Merriam-Webster’s definition of perfectionism: “a disposition to regard anything short of perfection as unacceptable; especially: the setting of unrealistically demanding goals accompanied by a disposition to regard failure to achieve them as unacceptable and a sign of personal worthlessness.”
Confession: I have been a perfectionist for as long as I can remember.
This isn’t a humble brag. Every website under the sun will tell you never to answer the all-too-common job interview question “what’s your biggest weakness?” with “perfectionism” because it isn’t supposed to be a weakness. It’s supposed to be something that helps you – that drives you – to work hard, get good results, and be successful.
And if I’m being honest, it has helped me. It’s what kept me up late, night after night, working on school projects even if they were worth only a small fraction of my grade. It’s what pushed me to take more classes than you were supposed to, to get that second or third job, to join another club, and to graduate early. Many of the things I’ve achieved, including the things I’m most proud of, were borne in some way out of my perfectionism. In that way it has been a blessing. It has continually pushed me further than I thought I could be pushed.

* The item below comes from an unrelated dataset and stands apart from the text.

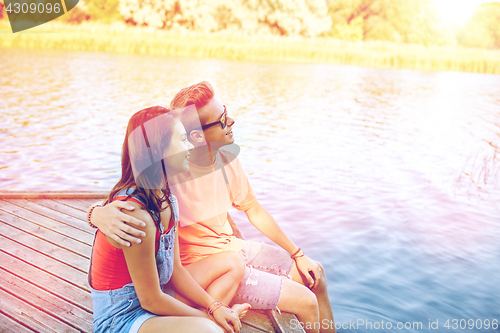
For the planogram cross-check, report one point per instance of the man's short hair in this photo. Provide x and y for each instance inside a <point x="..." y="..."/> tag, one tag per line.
<point x="198" y="94"/>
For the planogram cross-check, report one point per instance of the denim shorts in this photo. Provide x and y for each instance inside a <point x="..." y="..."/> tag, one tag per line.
<point x="119" y="310"/>
<point x="266" y="268"/>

And in that way, it is also a curse. In high school, I lost enough weight to start missing periods due to stress. In college, my mental health sunk to its lowest lows due to the sheer force of self-imposed pressure.
There are countless projects that I never started because I couldn’t get past the first line. If it wasn’t perfect, why even write the second or third line? And when I have overcome this impulse, and finished something that wasn’t quite up to my standard, I’ve felt worthless. As much as perfectionism has helped me succeed, it has also been one of the biggest obstacles to my writing, to many other projects, and to my physical and mental health.
A lot of the culture today, especially American culture, romanticizes “the grind” – working hard, being perfect, succeeding at as many things as possible in as short amount of time as possible. I honestly don’t know if I think that is a bad thing or a good thing.
Sometimes I think it’s great – it instills the value of hard work in young people and inspires them to strive and thrive. I can just tell myself to pull up the bootstraps and work even harder, damn the consequences.
Sometimes I feel the opposite. I see the value in slowing down, performing self care, and cutting myself a little slack, especially regarding my own mental health.
Like I said, I honestly don’t know where I stand on this. It varies, day by day, hour by our, largely dependent upon how hard on myself or how kind to myself I am feeling in any given moment.
I do know that there’s more to the concept of perfectionism than meets the eye, and it can hold me back just as much as it pushes me forward. One of my biggest goals for my twenties is to answer some of these questions and figure some of these things out, because I think it will be the key to being more successful, but also happier and healthier.